Il faut ajouter cependant que ce n’est pas tant la médiocrité qui menace l’excellence que l’empressement du public à accepter la médiocrité. Si nous voulons continuer à progresser dans la voie de l’égalité comme dans tout le reste, nous devons apprendre à être plus exigeants envers nous-mêmes d’abord, puis envers les autres.
C’est dire que nous ne devrions pas nous contenter de réalisations relatives qui brillent seulement parce qu’elles tranchent sur la grisaille générale. De nos jours, les médias manient volontiers l’hyperbole et voient du merveilleux là où il n’y a bien souvent que de l’ordinaire. En même temps, un certain négativisme concernant les gens et les événements qui ne prêtent pas aux superlatifs privent les vrais accomplissements de l’attention qu’ils méritent.

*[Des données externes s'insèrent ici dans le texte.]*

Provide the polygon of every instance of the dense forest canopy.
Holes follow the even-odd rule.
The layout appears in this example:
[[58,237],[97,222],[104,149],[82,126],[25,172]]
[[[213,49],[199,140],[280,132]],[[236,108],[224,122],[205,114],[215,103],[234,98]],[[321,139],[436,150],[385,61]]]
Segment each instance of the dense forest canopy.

Les réalisations authentiques sont encore choses courantes
Il n’y a pas de doute que les réalisations authentiques soient encore choses courantes, même parmi les jeunes chez qui l’enthousiasme semble faire si singulièrement défaut. Tous les jours, on entend parler de percées scientifiques et techniques qui auraient demandé autrefois des années. Les connaissances progressent dans tous les domaines, et des records ont encore été battus lors des derniers jeux olympiques. Les chefs d’orchestre affirment que les jeunes musiciens qu’ils ont à diriger sont meilleurs que jamais.
Ici et là, des indices donnent à penser que la volonté de dépassement n’est pas morte malgré les difficultés économiques ou peut-être grâce à elles. Lors du dernier sondage d’opinion effectué auprès des jeunes Canadiens de 15 à 24 ans, 83 pour cent des 1 200 répondants ont placé l’accomplissement personnel au premier rang de leurs priorités dans la vie.
C’est dire que l’aspiration vers l’accomplissement est restée vivace même si elle est dans un registre plus grave qu’au temps des héros de Horatio Alger. Elle n’en a pas moins besoin d’être constamment stimulée, car c’est le seul moyen d’améliorer notre vie ici-bas. Dans l’intérêt de tous, chacun doit s’efforcer de se surpasser et encourager les autres à en faire autant.